The weight of this is the weight of white supremacist ideology. White supremacy is and always has been for the subjugation of black bodies even unto death. And any "casual" nurturing of that ideology easily grows into violence that a body like mine will have to endure. That is why hateful rhetoric remains so violent to the soul. Because white supremacy is a promise of violence to the body.
But we have been convinced that there is a difference. That there is a casual racist and true racist. That there is a passive racist and a violent racist. That there is a regular racist and an extreme racist. We want so much to believe that racist ideology can remain in our hearts without turning folks into monsters. It is a convenient understanding of racism for those whose bodies are never targets.

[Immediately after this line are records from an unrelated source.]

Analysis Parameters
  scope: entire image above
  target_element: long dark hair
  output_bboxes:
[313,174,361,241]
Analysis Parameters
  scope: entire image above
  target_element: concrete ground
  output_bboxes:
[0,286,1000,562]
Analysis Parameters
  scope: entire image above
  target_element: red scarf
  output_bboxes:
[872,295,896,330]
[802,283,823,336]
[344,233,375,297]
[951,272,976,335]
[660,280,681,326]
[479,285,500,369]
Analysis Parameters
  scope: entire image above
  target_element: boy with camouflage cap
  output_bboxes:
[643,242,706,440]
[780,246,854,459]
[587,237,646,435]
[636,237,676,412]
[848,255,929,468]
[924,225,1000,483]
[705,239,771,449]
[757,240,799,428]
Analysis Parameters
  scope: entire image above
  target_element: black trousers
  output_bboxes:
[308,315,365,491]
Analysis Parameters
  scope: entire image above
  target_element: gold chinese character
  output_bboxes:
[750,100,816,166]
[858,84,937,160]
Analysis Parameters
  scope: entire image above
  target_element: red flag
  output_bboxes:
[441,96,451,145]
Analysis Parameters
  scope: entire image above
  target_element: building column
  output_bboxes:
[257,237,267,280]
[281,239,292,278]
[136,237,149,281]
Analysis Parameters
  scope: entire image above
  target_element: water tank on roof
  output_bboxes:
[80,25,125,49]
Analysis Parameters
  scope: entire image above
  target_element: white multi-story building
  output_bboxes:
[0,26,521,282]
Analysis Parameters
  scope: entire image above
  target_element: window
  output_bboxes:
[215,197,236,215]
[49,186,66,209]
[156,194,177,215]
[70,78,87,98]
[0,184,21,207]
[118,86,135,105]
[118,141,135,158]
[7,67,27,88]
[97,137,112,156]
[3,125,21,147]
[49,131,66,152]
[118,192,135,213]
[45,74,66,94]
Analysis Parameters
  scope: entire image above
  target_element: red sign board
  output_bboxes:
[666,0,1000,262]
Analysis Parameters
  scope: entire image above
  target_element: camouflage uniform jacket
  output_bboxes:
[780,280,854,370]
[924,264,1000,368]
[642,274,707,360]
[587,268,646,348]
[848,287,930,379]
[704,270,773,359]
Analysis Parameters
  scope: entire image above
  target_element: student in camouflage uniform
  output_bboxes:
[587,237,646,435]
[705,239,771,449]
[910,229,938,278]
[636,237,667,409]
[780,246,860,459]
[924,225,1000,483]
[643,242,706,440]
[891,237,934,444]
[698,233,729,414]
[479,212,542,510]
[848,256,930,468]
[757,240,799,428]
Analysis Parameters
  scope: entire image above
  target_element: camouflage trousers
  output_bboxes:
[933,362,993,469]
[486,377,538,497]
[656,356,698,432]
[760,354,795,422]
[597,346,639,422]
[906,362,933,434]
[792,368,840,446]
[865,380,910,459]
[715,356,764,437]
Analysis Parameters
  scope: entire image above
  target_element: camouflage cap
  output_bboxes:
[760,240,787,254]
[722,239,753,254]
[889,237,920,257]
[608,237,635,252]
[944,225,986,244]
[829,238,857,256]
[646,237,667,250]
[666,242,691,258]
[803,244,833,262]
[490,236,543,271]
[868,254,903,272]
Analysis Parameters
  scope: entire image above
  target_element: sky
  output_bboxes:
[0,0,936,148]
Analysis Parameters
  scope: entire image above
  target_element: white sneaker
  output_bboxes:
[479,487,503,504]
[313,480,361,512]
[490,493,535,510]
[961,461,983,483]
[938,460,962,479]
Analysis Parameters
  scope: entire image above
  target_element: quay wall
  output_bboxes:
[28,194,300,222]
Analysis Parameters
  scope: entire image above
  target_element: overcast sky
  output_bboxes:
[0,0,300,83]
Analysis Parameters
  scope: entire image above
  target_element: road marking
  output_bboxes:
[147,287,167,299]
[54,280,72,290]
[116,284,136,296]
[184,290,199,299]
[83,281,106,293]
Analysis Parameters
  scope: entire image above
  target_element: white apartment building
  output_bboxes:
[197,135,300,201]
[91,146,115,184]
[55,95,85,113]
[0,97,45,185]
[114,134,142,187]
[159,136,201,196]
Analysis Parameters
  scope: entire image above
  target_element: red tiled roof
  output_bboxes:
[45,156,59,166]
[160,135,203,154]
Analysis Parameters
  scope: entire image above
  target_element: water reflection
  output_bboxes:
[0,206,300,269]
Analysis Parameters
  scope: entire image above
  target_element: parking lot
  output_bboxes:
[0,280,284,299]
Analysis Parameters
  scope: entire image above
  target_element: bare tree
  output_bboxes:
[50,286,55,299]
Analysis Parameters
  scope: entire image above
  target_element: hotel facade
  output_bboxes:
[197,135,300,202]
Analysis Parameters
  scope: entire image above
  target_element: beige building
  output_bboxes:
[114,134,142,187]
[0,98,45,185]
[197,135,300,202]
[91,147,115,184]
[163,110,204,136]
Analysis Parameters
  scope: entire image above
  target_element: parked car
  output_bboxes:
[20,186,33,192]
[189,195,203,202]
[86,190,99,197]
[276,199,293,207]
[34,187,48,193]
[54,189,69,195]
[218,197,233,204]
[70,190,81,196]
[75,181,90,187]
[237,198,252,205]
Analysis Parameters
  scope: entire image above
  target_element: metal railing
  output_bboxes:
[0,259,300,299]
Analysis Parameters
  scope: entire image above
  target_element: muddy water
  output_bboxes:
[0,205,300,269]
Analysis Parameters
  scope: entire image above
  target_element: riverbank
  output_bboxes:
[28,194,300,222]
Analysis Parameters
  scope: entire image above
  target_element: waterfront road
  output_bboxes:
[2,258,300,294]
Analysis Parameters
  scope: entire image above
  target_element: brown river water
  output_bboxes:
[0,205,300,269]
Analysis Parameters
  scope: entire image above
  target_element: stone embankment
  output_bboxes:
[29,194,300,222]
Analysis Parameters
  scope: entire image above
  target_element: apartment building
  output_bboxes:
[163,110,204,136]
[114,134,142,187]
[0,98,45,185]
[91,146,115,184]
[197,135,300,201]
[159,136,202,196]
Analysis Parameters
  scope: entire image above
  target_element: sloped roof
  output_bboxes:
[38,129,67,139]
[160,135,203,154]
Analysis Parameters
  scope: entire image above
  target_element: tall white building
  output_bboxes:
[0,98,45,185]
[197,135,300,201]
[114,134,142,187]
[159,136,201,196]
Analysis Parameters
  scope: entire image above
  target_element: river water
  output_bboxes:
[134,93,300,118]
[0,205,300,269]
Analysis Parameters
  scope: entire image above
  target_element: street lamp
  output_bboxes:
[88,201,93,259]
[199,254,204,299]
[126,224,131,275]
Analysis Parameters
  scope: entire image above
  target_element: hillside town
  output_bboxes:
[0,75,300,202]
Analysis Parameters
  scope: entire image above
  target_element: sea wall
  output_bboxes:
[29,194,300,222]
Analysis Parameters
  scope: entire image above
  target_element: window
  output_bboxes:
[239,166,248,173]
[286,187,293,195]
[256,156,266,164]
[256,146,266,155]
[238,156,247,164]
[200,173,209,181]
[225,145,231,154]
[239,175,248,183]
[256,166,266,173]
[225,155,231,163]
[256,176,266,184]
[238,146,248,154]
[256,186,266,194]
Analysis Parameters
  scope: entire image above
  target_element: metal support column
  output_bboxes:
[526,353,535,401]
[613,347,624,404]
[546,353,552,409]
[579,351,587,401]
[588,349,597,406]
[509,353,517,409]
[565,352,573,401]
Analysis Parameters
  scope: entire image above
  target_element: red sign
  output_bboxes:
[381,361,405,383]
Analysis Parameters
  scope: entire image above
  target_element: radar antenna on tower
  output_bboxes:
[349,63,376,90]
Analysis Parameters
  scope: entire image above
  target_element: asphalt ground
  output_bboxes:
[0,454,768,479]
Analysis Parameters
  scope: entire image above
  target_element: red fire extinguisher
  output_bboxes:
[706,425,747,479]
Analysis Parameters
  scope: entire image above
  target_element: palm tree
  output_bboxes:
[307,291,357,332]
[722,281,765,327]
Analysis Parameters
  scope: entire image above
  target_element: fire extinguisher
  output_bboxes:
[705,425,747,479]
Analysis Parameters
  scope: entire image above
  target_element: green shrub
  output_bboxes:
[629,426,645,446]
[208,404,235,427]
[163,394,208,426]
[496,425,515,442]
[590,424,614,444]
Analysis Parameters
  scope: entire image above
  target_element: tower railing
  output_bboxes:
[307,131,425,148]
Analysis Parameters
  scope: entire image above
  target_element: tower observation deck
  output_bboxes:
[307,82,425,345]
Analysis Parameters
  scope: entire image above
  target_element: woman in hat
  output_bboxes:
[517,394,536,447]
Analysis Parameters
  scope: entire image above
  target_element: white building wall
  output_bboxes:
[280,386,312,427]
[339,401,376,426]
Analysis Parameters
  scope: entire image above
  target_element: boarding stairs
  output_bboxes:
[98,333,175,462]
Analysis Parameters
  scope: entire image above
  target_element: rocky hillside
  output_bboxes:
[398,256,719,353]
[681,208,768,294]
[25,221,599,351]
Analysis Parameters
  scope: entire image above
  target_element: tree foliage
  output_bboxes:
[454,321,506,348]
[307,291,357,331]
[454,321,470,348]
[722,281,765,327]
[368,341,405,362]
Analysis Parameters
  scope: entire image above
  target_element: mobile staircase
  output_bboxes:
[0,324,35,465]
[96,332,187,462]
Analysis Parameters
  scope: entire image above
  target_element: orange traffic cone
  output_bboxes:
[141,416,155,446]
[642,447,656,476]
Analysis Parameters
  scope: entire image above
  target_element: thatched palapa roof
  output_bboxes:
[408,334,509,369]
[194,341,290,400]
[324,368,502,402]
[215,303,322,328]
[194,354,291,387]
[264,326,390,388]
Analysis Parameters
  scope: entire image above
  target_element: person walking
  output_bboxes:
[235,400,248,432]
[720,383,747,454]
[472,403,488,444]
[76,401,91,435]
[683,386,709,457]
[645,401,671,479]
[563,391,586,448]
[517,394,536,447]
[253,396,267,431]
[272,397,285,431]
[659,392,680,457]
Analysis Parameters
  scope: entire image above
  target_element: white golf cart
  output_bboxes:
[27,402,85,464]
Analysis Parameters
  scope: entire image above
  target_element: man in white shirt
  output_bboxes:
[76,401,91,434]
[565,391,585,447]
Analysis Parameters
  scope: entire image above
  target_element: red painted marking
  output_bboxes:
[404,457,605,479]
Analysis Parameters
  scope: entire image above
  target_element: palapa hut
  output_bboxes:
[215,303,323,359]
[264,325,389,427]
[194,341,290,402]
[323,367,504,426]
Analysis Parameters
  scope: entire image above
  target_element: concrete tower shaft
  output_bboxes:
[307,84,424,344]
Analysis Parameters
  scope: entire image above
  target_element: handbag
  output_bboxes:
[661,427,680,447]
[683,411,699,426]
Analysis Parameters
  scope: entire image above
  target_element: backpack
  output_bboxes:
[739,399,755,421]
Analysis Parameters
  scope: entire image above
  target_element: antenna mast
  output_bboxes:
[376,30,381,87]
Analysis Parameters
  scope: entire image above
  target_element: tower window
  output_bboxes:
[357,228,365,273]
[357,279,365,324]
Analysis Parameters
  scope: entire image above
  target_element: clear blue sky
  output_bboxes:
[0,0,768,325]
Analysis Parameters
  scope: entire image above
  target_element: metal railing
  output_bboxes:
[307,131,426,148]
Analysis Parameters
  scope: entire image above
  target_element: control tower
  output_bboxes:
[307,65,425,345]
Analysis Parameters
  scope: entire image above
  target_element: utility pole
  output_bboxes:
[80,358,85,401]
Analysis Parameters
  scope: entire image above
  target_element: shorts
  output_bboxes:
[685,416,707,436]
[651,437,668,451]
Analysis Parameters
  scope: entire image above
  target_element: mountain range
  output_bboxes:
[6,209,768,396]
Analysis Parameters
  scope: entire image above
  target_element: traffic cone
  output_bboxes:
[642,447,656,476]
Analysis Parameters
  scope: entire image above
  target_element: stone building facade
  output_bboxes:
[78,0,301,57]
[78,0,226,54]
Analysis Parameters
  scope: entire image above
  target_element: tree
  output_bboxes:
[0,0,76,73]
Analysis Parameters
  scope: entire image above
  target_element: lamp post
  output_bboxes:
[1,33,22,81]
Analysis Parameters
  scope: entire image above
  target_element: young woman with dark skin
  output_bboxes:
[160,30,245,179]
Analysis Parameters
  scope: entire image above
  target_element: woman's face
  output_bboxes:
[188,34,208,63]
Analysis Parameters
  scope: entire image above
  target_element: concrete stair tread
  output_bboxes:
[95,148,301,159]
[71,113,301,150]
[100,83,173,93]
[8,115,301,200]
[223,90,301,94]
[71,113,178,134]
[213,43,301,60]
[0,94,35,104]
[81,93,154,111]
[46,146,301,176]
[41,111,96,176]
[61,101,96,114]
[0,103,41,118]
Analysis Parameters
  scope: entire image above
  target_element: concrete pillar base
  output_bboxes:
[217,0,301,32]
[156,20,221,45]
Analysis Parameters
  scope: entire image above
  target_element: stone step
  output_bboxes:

White supremacy grows. It encompasses as much space as we are willing to give it. It is all-consuming by design. It is never satisfied. It chases after power in its conception: the power over the hearts and minds of slave owner, enslaved and all those who were disinterested enough to let slavery thrive. And this desire for power, for control over the will, control over the body has been witnessed again and again and again and again in our present day. We are about to watch it once more with the release of the video of #LaquanMcDonald. Time and again we are watching the snap decision, the snap inclination to brutally overpower black bodies. We saw it with Dylann Roof- a desire that he just couldn't squelch despite the hospitality he received. We watched it in how the resource officer responded to a black girl sitting in her desk. We watched it when an officer wrapped his arms around the throat of Eric Garner. We watched it as an officer callously shot Walter Scott in the back. We heard about it in the case of Jordan Davis who died because of "loud rap music". Loud rap music, yall. That was all it took to make a man take out his gun and shoot at a car of teenagers. All of these cases (and there are so many more) are just a handful of cases that put on display the shallow cause and required overreaction that unchecked white supremacy demands in the treatment of black bodies.
So those of us who are committed to racial justice, can no longer afford to think of racism in categories- the painful and the painless. Those categories aren't real and we cant endorse them. We must name the depths to which white supremacy reaches. We must take every act, every sound bite, every joke, every message written in the snow seriously. We must.